As part of the grant terms, the town would have to first fund the cost of the project and then apply to receive a reimbursement for 80 percent, or roughly $1 million, of the project. The total cost of the project after the grant reimbursement would be $250,000.
The town board was expected to vote on the matter on Tuesday, July 24, after The Independent’s deadline, which would allow the town’s Public Safety and Traffic Division to apply for the grant money.
Southampton Town Supervisor Jay Schneiderman said the bikeway supports the town’s sustainability goals and would provide a heathy form of recreation for residents.
“As long as this is in an area that makes sense and we are getting it at a fraction of the actual cost because of the state grant that we may or may not get, I think that it is an idea worth pursuing,” he said, adding that there is already some infrastructure in place that supports the bikeway.

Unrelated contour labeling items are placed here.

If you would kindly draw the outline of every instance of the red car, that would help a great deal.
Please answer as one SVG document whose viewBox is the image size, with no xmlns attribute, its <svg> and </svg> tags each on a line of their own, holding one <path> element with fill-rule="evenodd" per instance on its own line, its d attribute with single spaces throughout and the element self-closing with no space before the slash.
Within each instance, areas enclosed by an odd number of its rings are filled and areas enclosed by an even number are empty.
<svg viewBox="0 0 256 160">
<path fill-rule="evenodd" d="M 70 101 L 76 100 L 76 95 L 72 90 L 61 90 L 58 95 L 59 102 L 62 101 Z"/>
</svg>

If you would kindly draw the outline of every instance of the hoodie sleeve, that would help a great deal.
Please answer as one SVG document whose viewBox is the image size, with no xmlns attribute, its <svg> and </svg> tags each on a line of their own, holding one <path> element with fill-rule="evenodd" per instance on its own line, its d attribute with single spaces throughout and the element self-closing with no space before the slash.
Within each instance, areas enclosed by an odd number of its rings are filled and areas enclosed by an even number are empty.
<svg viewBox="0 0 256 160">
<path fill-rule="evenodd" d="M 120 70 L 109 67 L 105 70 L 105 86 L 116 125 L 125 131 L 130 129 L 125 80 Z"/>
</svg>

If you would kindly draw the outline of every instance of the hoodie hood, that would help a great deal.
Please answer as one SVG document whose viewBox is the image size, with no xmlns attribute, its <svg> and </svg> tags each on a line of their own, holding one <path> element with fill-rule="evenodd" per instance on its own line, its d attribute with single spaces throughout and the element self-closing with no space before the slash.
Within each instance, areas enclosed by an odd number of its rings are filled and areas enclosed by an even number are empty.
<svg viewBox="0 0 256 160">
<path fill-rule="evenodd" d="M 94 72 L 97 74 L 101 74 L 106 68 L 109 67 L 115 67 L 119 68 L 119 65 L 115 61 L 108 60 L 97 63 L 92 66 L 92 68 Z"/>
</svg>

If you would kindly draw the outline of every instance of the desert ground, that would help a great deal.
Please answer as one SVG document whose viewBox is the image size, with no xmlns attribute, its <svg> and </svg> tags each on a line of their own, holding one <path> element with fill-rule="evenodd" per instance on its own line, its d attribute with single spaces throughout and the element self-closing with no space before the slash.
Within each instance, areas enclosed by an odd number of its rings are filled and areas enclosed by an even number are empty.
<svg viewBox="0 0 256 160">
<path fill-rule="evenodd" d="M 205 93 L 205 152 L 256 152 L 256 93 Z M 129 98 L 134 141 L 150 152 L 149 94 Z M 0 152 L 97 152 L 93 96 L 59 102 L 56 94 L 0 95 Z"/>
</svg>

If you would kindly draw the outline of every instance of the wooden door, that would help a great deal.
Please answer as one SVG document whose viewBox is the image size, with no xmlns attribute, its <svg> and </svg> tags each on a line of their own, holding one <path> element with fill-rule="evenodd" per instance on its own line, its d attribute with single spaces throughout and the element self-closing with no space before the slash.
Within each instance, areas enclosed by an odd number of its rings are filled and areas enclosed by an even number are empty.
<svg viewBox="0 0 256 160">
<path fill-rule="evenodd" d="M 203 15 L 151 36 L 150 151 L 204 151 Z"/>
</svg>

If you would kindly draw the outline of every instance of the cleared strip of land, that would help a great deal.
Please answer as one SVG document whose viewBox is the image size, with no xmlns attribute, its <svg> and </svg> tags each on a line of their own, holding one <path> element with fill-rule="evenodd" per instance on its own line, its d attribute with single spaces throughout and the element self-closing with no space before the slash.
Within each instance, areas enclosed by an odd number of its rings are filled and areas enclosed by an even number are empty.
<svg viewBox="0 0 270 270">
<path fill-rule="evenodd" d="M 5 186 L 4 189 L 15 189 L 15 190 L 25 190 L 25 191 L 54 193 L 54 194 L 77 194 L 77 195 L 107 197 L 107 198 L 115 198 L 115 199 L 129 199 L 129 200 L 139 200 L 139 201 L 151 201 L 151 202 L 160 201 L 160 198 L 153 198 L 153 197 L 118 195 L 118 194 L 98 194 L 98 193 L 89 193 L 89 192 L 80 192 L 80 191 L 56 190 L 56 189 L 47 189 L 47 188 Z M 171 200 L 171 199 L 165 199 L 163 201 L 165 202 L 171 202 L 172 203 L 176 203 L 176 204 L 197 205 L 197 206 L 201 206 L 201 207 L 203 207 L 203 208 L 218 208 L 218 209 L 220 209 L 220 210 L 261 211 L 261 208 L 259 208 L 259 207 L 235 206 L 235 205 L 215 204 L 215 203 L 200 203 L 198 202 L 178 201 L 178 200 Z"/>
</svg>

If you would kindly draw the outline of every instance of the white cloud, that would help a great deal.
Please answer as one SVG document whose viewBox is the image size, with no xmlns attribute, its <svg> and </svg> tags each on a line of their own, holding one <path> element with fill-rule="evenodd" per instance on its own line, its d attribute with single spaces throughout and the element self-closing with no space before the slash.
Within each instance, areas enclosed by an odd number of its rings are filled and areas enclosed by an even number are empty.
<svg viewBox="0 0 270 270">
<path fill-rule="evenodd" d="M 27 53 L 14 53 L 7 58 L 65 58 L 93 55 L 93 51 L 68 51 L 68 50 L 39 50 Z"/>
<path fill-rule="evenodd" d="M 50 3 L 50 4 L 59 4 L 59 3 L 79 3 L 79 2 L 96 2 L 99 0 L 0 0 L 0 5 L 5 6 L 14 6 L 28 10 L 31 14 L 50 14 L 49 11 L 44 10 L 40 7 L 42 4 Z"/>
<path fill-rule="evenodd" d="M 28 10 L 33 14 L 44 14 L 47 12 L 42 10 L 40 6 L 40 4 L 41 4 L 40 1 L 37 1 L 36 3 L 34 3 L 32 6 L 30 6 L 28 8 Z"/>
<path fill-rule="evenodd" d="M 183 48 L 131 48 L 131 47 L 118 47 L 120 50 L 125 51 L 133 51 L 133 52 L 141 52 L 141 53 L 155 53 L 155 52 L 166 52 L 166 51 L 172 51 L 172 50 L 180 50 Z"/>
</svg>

Schneiderman said connecting the two parks makes sense, particularly if a proposed town aquatic center ends up in Red Creek Park.
In the long term, the town has plans to create a loop to connect the hamlet’s central business district with the Shinnecock Canal, as well as the ocean beaches to the south, and is working with Suffolk County to locate a bike share station at Good Ground Park and create additional bike lanes on the downtown area’s roads.
The town’s director of public transportation and traffic safety, Tom Neely, said it is likely that the grant funding would not be awarded until late spring, which would mean that the town would borrow money to pay for the project until 2020.
Plans for the bike path sprang out of reinvigorated interest in biking, as well as meetings with civic organizations, according to officials. The town’s Transportation and Sustainable Southampton Green committees, as well as biking advocates support the project, officials said.